BYD rivoluziona gli scuolabus elettrici con la ricarica bidirezionale

BYD, principale produttore cinese di veicoli elettrici, ha presentato un nuovo progetto di e-bus a batteria con caratteristiche e prestazioni davvero interessanti che puntano a ridurre l’impronta delle emissioni di CO2, anche nelle scuole.

Fondata nel febbraio 1995 e, dopo oltre 20 anni di rapida crescita, l’azienda cinese ha creato oltre 30 parchi industriali in tutto il mondo e ha svolto un ruolo significativo nei settori legati all’elettronica, all’automotive e al transito ferroviario.

Non a caso, la società cinese ha fatto della sicurezza la massima priorità nella progettazione degli scuolabus, includendo caratteristiche come il controllo elettronico della stabilità, un sistema di prevenzione delle collisioni e un sistema di monitoraggio a 360 gradi per rilevare pedoni e ciclisti anche quando l’autobus si muove a basse velocità. BYD sta gradualmente entrando nel settore degli autobus elettrici in diversi Paesi e, con il nuovo progetto, punta a ridurre le emissioni di CO2 offrendo allo stesso tempo ottime prestazioni. Con una lunghezza di 12,1 metri, il veicolo offre spazio per un massimo di 84 studenti e, grazie ad una batteria al litio ferro fosfato, è in grado di garantire fino a 249 chilometri di autonomia.

A caratterizzarlo è inevitabilmente la sua capacità di ricarica bidirezionale per un utilizzo intelligente della batteria: lo scuolabus assorbe e cede energia a seconda del fabbisogno. L’energia può infatti essere accumulata temporaneamente nelle ore notturne in cui il veicolo non viene utilizzato e ceduta successivamente in funzione delle necessità della scuola.

Stiamo alzando l’asticella per il design, l’innovazione, la gamma e la qualità, per dare ai genitori la tranquillità di sapere che i loro figli stanno beneficiando dello scuolabus più sicuro, ha dichiarato Stella Li, Presidente di BYD North America.

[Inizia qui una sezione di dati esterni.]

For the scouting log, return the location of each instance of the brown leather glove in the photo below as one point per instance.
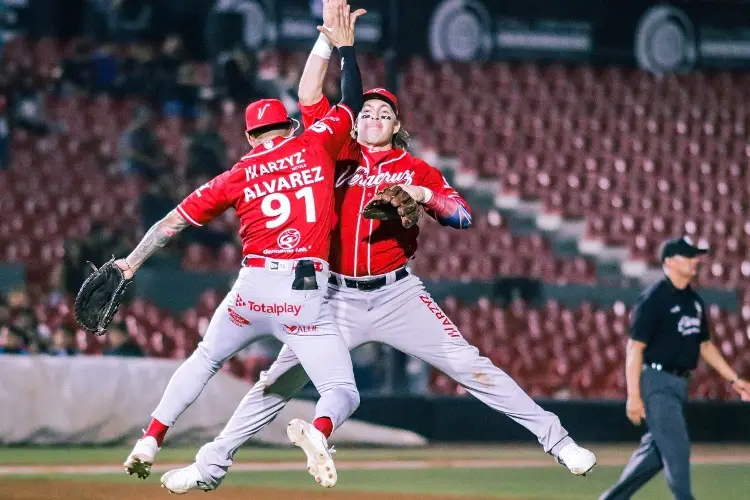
(393, 203)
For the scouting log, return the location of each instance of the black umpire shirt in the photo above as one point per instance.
(672, 323)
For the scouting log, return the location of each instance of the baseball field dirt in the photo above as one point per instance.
(467, 472)
(63, 489)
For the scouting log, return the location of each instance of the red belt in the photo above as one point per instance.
(250, 261)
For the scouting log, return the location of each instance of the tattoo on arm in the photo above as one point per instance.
(157, 237)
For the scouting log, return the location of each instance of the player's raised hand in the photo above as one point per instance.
(330, 9)
(127, 271)
(341, 30)
(742, 387)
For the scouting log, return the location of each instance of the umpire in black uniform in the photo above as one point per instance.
(668, 330)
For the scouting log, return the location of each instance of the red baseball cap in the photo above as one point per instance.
(384, 95)
(264, 113)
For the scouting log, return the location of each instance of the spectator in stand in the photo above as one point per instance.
(119, 342)
(11, 340)
(132, 19)
(140, 150)
(207, 152)
(63, 342)
(105, 67)
(28, 112)
(135, 75)
(26, 323)
(240, 78)
(72, 269)
(4, 134)
(167, 67)
(77, 72)
(157, 200)
(4, 310)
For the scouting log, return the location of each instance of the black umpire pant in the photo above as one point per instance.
(666, 444)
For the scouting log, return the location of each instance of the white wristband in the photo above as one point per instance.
(323, 47)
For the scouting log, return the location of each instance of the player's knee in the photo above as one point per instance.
(348, 393)
(354, 396)
(207, 359)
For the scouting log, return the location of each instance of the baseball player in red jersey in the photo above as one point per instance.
(373, 295)
(282, 191)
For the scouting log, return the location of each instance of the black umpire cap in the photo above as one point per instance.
(681, 246)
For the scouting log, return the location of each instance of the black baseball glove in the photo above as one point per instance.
(393, 203)
(100, 296)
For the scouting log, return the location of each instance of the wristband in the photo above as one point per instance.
(323, 47)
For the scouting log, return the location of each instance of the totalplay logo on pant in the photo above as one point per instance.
(277, 309)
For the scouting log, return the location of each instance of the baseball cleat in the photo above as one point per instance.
(578, 460)
(315, 445)
(142, 457)
(180, 481)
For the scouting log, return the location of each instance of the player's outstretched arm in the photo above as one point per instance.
(310, 89)
(438, 198)
(156, 237)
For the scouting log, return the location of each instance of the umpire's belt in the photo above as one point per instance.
(255, 261)
(367, 284)
(680, 372)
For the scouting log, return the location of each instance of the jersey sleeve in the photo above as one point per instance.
(642, 319)
(314, 112)
(705, 324)
(433, 179)
(208, 201)
(333, 131)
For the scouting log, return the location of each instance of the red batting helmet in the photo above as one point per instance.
(383, 95)
(264, 113)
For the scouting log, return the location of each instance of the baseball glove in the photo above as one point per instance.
(100, 296)
(393, 203)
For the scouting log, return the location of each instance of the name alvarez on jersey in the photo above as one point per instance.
(293, 180)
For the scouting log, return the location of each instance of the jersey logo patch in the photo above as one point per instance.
(297, 329)
(289, 239)
(235, 318)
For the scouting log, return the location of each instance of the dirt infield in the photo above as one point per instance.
(63, 489)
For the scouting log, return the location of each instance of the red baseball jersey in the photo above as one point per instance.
(282, 191)
(366, 247)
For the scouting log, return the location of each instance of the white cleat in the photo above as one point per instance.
(315, 445)
(578, 460)
(142, 457)
(181, 481)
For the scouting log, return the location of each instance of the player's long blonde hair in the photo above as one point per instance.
(400, 139)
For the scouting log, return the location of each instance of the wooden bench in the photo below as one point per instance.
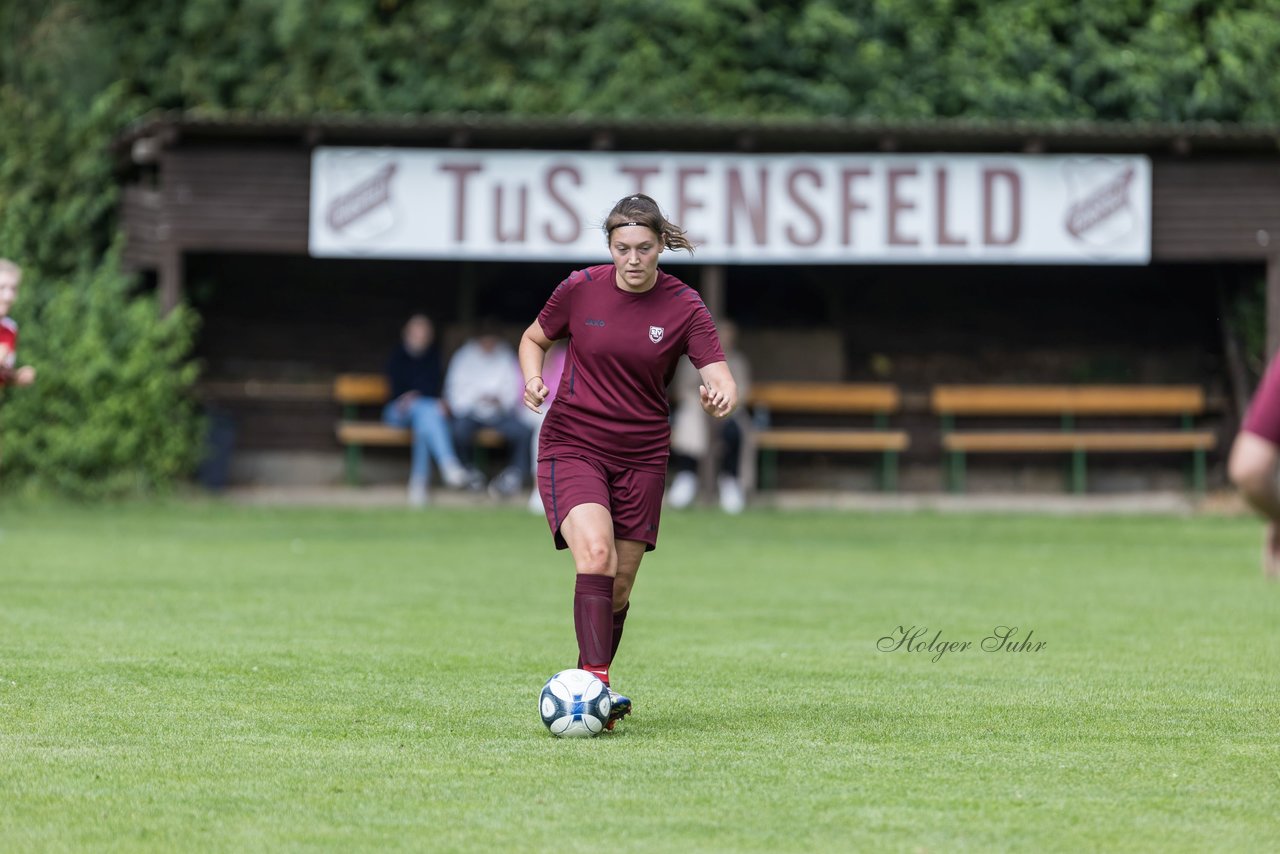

Allo stesso tempo, i nostri autobus offriranno agli operatori le prestazioni e i risparmi sui costi che renderanno la transizione ad una tecnologia a zero emissioni conveniente e pratica. Fin dall’inizio, il nostro team si è focalizzato su molte funzionalità chiave. Credevamo che l’autobus elettrico di “Tipo D” avesse bisogno di essere attraente per i bambini, offrendo allo stesso tempo le caratteristiche di sicurezza più elevate e l’ergonomia del conducente, essere dotato di una batteria sicura e ad alte prestazioni e avere un sacco di capacità di archiviazione per i viaggi su strada. Lo scuolabus BYD raggiunge tutti questi obiettivi, ha aggiunto Samuel Kang, Head of Total Technology Solutions di BYD.

Inutile dire che l’annuncio di BYD arriva in un momento molto opportuno, in cui il governo degli Stati Uniti ha dato priorità all’elettrificazione delle flotte di scuolabus e la provincia canadese del Québec ha come obiettivo quello di elettrificare la maggior parte degli scuolabus entro il 2030. Secondo quanto dichiarato dalla società cinese, è probabile che gli scuolabus elettrici vengano costruiti nello stabilimento di assemblaggio canadese che BYD ha inaugurato nel 2019 a Newmarket, anche se non si sa ancora quando e dove potrebbero debuttare.